Across different injections sites, we found universal improvement in pain scores and physical QOL. It is further interesting to note that the results across the different injection sites were similar across different age groups and genders. Certain studies have shown that more than 20% of injections are, in fact, not intra-articular.14,15 Thus, one might expect some differences between different injection types, depending upon the ease of intra-articular or intrabursal injection. This might be explained by some reports suggesting that a precise intra-articular injection of a steroid may not be necessary for clinical benefit.15,16 By some reports, up to three-fourths of patients with osteoarthritis of the knee, receiving a local injection therapy, experience a significant positive response.17 We found similar clinical results, with over 76% overall noting an improvement in pain. Another study reported a wide variation of success – from conservative management that included physical therapy, injections, and systemic pharmacotherapy – of 33% to 92%, in patients with shoulder pain secondary to rotator cuff tear.18 Clinical and patient predictors identifying those most likely to benefit are scarce,19 forming an area of much-needed research and insight.
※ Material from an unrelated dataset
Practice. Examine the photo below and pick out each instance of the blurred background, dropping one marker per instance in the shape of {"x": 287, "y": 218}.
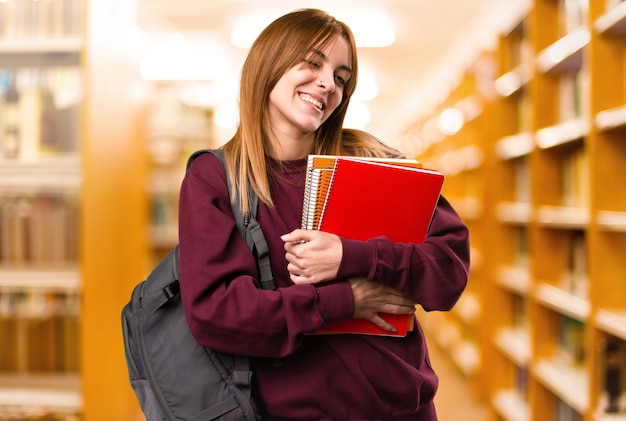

The majority of patients, including those that reported no clinical benefit, reported being significantly satisfied by their experience with the administration of injection therapy. Thus, 96% were satisfied or extremely satisfied, despite only a 76% self-perceived benefit. This may reflect the patients’ satisfaction with the attempt to improve the pain, even though the pain was not resolved. Many patients may perceive the benefits, which include improved pain levels, mobility, ability to participate in physical therapy, and QOL measures. However, a limiting factor of injection therapy is its short-term effectiveness.1,20 A Cochrane review reported corticosteroid-containing joint injections to be more effective than a placebo or hyaluronic acid, with respect to pain relief, for up to 3 weeks.1 However, some reports suggest that hyaluronic acid may be better for longer-term pain relief beyond 4 weeks.21 The longer-term benefits of corticosteroids are questionable, and differences in outcomes between injection therapy and conservative management may not be significant.22

This study had both strengths and weaknesses. First, it relied on a self-report option as opposed to anthropomorphic measurements, which may have led to recall bias or other biases. Additionally, there may be a placebo effect from the injection. In a systematic review of the Cochrane database, it was noted that for rotator cuff disease, subacromial steroid injection had a small benefit over placebo in some trials.23 The QOL questionnaire and self-reported pain are standard measures, which should be reproducible in other offices and clinical settings. The providers who performed these procedures are primary care providers who devote a part of their clinical practice to procedures. Therefore, results should be generalizable to those family medicine physicians and internists who routinely perform procedures in the office; however, the results of physicians performing the procedures less frequently may differ. The population of Olmsted County, and of southeastern Minnesota in general, is largely Northern European, so the results may differ in other populations.

Conclusion

In this study of 1188 patients, we found pain relief and improved physical QOL in patients undergoing a joint injection in the knee, shoulder, or hip. This improvement did not change by age, gender, or injection site. Mental QOL improved overall, but did so specifically in women and those over 60 years of age. Knee injections similarly improved mental QOL. Localized corticosteroid injections can be successfully performed in an outpatient clinic by primary care physicians, and they can improve QOL.